A Second Amendment challenge to New Jersey’s ban on carrying guns in sensitive places is likely to succeed, a federal court said Monday, granting a temporary restraining order against enforcing the law.

The new law defines “sensitive places” as public libraries or museums; bars, restaurants, and other places where alcohol is served; entertainment facilities; and private property. Also at issue was a provision of the law that requires the plaintiffs to carry their weapons unloaded and in locked containers while transporting them in vehicles.

The guiding light for Judge Renée Marie Bumb of the US District Court for the District of New Jersey was the US Supreme Court’s recent opinion in New York State Rifles & Pistol Association Inc. v. Bruen, which said that the Second Amendment protects an individual’s right to carry a handgun for self-defense outside the home. According to Bruen, any restriction on the right to carry a gun must be consistent with this nation’s historical tradition of firearm regulation.

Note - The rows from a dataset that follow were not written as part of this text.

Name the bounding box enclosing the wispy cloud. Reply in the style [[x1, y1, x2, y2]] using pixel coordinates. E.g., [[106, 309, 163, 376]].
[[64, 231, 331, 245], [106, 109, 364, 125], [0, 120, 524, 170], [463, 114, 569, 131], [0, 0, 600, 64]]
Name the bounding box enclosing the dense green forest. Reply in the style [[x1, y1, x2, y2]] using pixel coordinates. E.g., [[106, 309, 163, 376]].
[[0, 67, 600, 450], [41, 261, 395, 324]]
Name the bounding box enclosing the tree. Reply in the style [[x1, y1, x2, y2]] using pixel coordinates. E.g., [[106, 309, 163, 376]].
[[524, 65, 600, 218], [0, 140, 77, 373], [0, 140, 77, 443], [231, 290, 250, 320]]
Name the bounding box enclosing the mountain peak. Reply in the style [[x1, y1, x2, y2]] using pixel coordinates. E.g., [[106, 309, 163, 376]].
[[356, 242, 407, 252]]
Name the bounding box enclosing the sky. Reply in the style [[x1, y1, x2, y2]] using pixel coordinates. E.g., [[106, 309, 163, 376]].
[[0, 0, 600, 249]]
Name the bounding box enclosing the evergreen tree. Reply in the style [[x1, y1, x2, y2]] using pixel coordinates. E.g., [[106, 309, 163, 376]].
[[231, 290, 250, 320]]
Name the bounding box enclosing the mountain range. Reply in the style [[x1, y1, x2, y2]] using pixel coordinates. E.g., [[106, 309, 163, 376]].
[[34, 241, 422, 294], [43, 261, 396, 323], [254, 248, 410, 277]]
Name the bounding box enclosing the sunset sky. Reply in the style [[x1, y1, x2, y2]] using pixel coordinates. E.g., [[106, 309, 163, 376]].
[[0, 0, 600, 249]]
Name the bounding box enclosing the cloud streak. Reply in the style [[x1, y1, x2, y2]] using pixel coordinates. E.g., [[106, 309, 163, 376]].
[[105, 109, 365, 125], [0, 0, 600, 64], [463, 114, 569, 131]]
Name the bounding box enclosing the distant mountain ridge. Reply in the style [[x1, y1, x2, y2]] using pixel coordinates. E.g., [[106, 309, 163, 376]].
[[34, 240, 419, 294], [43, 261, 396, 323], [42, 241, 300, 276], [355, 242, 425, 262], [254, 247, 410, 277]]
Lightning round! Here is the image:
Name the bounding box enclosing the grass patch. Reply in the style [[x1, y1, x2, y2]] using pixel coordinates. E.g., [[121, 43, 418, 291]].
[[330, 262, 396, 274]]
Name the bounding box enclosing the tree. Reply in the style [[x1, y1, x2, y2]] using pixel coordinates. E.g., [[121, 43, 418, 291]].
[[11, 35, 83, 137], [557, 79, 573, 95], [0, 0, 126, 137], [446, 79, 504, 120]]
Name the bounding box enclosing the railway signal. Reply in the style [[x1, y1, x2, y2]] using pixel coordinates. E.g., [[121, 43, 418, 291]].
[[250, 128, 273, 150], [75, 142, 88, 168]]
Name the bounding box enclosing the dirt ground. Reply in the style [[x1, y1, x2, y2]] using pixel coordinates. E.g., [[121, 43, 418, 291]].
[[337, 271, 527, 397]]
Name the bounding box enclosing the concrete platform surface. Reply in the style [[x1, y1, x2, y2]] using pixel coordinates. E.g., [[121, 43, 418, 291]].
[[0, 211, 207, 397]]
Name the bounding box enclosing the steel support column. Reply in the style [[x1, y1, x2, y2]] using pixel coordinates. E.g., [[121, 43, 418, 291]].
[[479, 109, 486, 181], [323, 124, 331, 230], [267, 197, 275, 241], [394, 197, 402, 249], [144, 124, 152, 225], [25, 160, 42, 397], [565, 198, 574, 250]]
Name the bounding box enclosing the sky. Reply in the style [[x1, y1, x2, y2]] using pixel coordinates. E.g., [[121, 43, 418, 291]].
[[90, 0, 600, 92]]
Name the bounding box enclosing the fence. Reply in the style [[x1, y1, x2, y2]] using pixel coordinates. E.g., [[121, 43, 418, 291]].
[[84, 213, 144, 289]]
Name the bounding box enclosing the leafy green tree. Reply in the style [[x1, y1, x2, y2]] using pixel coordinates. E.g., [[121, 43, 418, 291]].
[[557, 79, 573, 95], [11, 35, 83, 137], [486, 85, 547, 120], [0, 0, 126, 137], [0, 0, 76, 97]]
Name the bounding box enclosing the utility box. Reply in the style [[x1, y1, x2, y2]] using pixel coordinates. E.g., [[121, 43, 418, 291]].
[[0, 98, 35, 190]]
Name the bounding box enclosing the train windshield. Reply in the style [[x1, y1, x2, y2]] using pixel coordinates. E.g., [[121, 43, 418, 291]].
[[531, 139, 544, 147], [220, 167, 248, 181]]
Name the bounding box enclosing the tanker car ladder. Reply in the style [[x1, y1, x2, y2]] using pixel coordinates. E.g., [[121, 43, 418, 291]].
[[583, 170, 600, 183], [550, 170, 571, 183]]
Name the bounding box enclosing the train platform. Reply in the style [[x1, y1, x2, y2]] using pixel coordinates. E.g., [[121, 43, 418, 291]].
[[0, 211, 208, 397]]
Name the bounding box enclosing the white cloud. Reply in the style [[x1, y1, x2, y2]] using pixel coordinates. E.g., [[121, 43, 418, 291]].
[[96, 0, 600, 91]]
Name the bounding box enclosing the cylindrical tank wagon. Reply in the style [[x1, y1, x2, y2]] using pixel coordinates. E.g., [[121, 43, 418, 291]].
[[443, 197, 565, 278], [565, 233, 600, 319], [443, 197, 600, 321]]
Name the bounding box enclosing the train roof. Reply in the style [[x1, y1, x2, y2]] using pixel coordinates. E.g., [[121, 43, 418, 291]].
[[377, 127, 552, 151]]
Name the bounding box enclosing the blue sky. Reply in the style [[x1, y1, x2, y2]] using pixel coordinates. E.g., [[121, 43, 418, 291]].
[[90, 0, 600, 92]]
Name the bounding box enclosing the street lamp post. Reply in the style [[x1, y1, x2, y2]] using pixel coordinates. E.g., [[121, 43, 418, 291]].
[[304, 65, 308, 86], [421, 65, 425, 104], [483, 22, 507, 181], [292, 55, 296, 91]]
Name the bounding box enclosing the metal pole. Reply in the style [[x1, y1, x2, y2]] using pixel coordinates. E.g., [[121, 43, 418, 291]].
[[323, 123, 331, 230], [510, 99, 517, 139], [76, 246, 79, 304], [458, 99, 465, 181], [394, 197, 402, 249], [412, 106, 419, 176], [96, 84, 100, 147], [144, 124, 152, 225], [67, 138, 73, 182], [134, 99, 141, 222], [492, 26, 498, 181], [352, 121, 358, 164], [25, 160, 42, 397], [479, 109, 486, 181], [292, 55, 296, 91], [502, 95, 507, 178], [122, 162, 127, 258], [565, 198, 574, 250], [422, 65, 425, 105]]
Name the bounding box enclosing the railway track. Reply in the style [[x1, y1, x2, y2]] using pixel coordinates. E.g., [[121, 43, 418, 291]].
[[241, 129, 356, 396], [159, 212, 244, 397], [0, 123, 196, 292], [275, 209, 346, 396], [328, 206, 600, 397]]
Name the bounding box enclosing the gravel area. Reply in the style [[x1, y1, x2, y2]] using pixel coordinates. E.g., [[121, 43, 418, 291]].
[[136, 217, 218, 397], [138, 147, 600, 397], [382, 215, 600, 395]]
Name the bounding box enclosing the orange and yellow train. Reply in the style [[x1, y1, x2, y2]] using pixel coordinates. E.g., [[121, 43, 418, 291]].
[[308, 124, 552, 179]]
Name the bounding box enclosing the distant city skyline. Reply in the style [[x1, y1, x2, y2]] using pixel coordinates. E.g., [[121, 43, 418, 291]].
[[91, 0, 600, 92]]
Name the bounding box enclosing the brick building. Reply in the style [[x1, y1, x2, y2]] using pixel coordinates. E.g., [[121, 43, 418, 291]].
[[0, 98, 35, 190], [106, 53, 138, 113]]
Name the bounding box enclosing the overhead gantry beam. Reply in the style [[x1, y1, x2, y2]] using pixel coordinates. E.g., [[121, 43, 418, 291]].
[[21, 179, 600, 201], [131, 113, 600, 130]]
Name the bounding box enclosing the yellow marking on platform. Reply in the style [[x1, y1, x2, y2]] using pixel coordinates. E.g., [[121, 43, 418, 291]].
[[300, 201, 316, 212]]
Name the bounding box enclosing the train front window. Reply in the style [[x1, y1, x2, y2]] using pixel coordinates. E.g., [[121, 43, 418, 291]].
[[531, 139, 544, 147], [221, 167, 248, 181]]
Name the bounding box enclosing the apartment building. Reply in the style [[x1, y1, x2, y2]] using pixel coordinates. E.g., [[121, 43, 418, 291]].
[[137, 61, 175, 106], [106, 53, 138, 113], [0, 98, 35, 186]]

New Jersey failed to provide a historical analogue for any of its restrictions, Bumb said. The defendants didn’t point to “any historical statutes that expressly or analogously prohibited firearms in museums and libraries, despite the fact that at least with respect to libraries, they have been in existence since the days of Benjamin Franklin,” she said.

Nor did the defendants present any historical support for preventing guns in bars, restaurants, or places where alcohol is served, the court said. Although firearm possession may be denied when a person is intoxicated, that has no application to a “restriction of one’s right to carry a firearm anywhere where alcohol is served,” it said.

The restriction on carrying guns in places of entertainment is also too broad, the court said. A Virginia law the defendants pointed to restricted firearms in places where crowds gather, but was designed to prevent terrorizing the crowd, “not the possession of a firearm in fairs or markets,” it said.

As for the private property restriction, the court said it’s up to the property owner, not the government, to tell someone they can’t bring a gun on their property. Nor is there a historical analogue applicable to the restriction on carrying a loaded gun in a vehicle, it said.

The prohibitions are also too broad, the court said. It’s near impossible to decipher what constitutes a sensitive place, and the law makes the right to carry a firearm so burdensome, it’s “no longer a constitutional right,” it said.

New Jersey’s restrictions constitute an irreparable injury on the plaintiffs, and neither the state nor the public has an interest in enforcing such an unconstitutional law, the court said.

David Jensen represented the plaintiffs. The N.J. Attorney General’s Office, the Atlantic County Law Department, and the Camden County Counsel’s Office represented the defendants.

The case is Koons v. Reynolds, D.N.J., No. 22-7464 (RMB/EAP), 1/9/23.